Let bygones be bygones?

He didn't think so, not when he would be pulling slugs out of his bulkhead, not after the painfully lousy
day he'd suffered through. Carlos's cure had lasted almost until noon, when it had worn off with a vengeance. He'd been paying hell ever since, wanting nothing more than to just tie up and wait the damn storm out—an option unavailable to him because of his passenger and the trouble he was sure she'd dragged into his wake. The police had no gripe with him.

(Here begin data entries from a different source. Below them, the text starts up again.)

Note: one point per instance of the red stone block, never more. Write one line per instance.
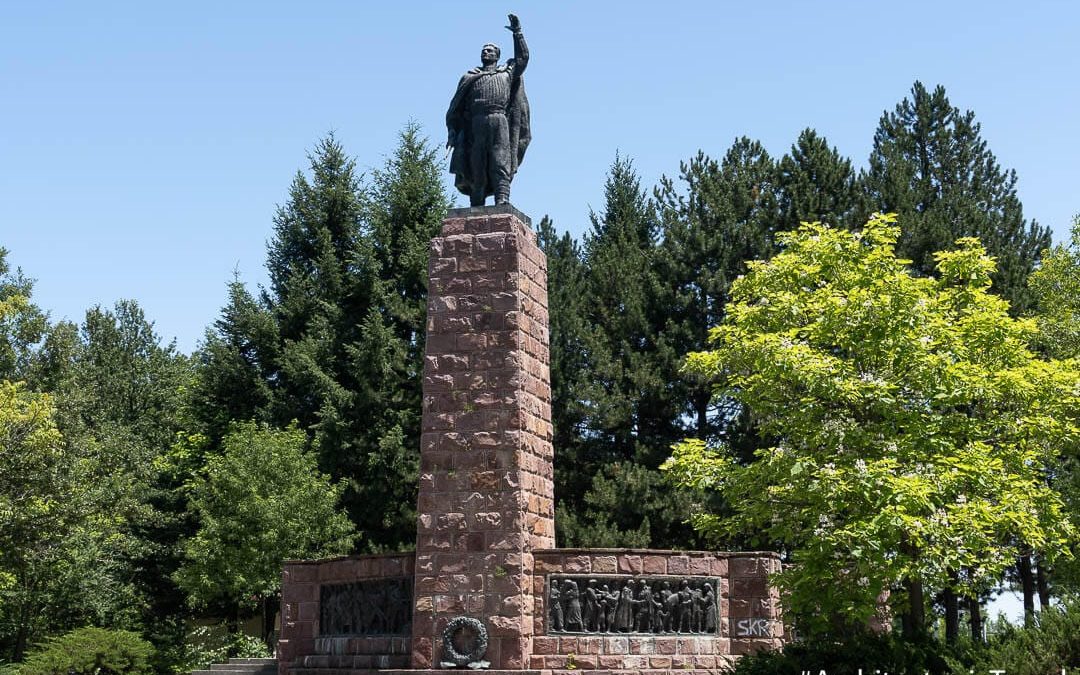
(590, 645)
(584, 661)
(678, 565)
(746, 567)
(609, 662)
(750, 586)
(544, 645)
(557, 661)
(666, 645)
(308, 611)
(687, 645)
(701, 565)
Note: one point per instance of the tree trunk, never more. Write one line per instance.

She was a real piece of work, all right, and it was completely against his better judgment that he let his gaze drop down the length of her body—for about the hundredth time that day. Fluffed up by the towel, her hair was doing that stick-out-all-over thing again, but he had to admit that on her it looked good. Or rather, she looked good whether her hair was sticking out or not. Her face was delicate in profile, her nose slightly upturned with a dusting of freckles, her glasses reflecting the amber glow of the lanterns. Her shirt was still two sizes too big, and her shorts were all bags and sags, but the legs inside the shorts from mid-thigh down were perfect—which had been his problem all day.

Perfect legs, the kind a man wanted to eat his way up—a thought he'd had more than once since the first time he'd come up from the hatch and found himself at eye level with the backs of her knees, a thought that unnerved him more than the bullets lodged in the
Sucuri's
hull. A lot more. He didn't have time for her, or her trouble, or her knees, yet there she was, on his boat, and for the next three days, in his life.

Take a woman up the river, Gabriela had said, and then made it impossible for him to refuse. Or so he'd told himself last night.

It had been a mistake. One he was paying for. In the cruel light of a head-splitting hangover and a truly rotten
day, he had to ask himself who he'd been kidding. Sure he took passengers all the time, nearly every trip, but he usually had enough sense to steer clear of the ones who were more trouble than they were worth—and Annie Parrish was nothing but trouble.

He should have put her off the
Sucuri
at the dock. Carlos's cure must have temporarily clouded his judgment— either Carlos's cure or Dr. Parrish's legs. He honestly wasn't sure which. He did know this trip up the river wasn't like any of the others he'd taken in the last two years, and that alone should have been enough reason for him to have told her no in Pancha's, or told Gabriela no, or to have abandoned her when she'd gone off to get Carlos that morning.

Gabriela was right. He was nearing the end. The end of what, he wasn't sure. But since putting Corisco Vargas's face on Tutanji's demon he'd felt a lot of endings looming near. Perhaps Vargas's life, perhaps his own. Certainly his bargain with Tutanji and all the mysteries that had held the two of them together since the night the great
sucuri
, the giant anaconda, had awakened him from his dreams.